I spoke with an expert panel about the advantages of data mesh, which is a decentralized data architecture that organizes data by specific business domain. Among other advantages, data mesh allows self-service data access across an organization – along with governance – which can enable significant competitive advantage.
The panelists:
- Ana Matei, who leads the Customer Solutions Architecture space for Capital One Software.
- Vishal Shah, Data Architect Manager at Pitney Bowes.
See transcript, podcast and video below.
Listen to the podcast:
Also available on Apple Podcasts
Watch the video:
This transcript has been edited for length and clarity.
eWeek: Why are companies moving toward data mesh architecture?
Ana Matei: I think there’s a lot to unpack here. I would like to start by setting the stage with what data mesh is at its core. In the most simple terms, it is an architectural concept, but also a paradigm shift that distributes the handling of data in an organization to the individual lines of business or domains or individual teams.
It is a new approach to managing and distributing data within large organizations. In that sense, data mesh departs from the traditional approach of centralizing data responsibilities under one large data team and instead allows companies to access and analyze data at scale.

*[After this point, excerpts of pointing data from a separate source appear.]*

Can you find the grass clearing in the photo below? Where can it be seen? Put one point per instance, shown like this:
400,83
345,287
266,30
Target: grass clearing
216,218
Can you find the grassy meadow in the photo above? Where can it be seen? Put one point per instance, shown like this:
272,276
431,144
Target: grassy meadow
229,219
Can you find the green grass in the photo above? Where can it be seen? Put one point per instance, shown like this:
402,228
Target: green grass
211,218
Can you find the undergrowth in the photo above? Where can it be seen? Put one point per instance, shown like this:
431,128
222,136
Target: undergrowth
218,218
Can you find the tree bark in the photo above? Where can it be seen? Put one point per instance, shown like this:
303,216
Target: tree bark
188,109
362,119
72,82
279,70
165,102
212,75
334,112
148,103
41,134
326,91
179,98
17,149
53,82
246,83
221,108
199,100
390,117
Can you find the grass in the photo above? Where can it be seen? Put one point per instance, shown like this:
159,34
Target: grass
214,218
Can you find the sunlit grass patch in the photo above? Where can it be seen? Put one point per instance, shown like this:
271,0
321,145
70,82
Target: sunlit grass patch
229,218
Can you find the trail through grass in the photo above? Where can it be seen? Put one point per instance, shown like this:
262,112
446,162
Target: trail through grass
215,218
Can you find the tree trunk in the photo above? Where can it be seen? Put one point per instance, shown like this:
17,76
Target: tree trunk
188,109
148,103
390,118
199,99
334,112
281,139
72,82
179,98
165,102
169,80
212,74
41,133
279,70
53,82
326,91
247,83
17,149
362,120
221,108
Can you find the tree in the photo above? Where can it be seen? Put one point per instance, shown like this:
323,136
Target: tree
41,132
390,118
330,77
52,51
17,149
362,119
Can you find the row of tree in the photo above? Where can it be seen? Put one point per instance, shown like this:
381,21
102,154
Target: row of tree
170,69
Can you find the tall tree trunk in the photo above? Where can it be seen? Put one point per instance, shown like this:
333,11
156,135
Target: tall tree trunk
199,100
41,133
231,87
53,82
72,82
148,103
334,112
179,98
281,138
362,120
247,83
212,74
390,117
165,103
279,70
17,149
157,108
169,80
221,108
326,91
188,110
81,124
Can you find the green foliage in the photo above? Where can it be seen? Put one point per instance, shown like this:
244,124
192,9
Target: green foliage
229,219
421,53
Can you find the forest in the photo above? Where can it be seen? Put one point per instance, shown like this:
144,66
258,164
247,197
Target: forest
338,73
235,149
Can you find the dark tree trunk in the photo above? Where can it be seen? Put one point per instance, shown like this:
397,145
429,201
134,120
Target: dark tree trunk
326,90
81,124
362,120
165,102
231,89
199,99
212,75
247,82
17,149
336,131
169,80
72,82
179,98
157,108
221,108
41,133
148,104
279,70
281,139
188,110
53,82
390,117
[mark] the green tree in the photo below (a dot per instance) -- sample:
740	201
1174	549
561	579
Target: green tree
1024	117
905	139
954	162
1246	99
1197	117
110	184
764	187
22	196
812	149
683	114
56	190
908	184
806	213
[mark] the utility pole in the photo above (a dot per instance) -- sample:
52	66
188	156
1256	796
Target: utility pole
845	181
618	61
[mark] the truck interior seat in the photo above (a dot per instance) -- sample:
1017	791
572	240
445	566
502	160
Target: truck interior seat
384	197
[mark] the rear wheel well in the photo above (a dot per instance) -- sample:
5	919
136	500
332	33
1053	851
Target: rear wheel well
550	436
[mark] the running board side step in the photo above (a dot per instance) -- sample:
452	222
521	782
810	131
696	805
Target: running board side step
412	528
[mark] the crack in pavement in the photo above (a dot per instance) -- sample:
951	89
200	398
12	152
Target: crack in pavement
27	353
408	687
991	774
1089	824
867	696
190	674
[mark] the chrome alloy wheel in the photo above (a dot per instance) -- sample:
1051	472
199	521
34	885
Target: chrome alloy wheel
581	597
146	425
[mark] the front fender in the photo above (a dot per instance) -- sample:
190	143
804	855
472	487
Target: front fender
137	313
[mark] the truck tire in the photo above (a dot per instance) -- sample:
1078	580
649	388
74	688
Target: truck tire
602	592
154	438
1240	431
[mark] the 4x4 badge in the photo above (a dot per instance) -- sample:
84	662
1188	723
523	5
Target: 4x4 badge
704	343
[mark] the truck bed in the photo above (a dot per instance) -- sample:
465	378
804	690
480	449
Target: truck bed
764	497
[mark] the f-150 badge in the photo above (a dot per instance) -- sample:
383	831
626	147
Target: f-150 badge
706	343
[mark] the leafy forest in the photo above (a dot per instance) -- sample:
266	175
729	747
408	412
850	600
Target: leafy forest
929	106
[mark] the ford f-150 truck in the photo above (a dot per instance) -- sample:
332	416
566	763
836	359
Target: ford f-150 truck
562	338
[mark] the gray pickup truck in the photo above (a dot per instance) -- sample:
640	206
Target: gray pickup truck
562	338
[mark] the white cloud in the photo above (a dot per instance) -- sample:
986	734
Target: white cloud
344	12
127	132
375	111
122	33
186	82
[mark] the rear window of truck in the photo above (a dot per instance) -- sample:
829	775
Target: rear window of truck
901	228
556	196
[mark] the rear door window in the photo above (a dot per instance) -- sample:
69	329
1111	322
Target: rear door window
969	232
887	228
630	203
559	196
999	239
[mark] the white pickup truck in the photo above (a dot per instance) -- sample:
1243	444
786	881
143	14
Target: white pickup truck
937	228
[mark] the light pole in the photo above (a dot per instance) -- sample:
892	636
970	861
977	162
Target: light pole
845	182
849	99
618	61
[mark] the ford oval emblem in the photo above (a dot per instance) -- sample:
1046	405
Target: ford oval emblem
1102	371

So the core idea here is decentralizing data ownership and management across the organization by treating that data as a product.
Data mesh, in my opinion, has emerged as an important framework to help companies scale in a well-managed cloud data ecosystem, in a complex data environment in which volumes and sources of data are growing exponentially by the day.
There are four main principles that support the data mesh architecture that I would like to run through at a super high level:
Data as a product: So think of this as data teams applying product thinking to their data sets. In other words, an organization can assign a product owner to a data and apply the same rigorous product principles to data assets to provide real value to its end consumers.
These data products should be developed, versioned and managed as a software would be.
Data ownership: This translates into data ownership being federated among domain experts who are responsible for producing assets for analysis and business intelligence.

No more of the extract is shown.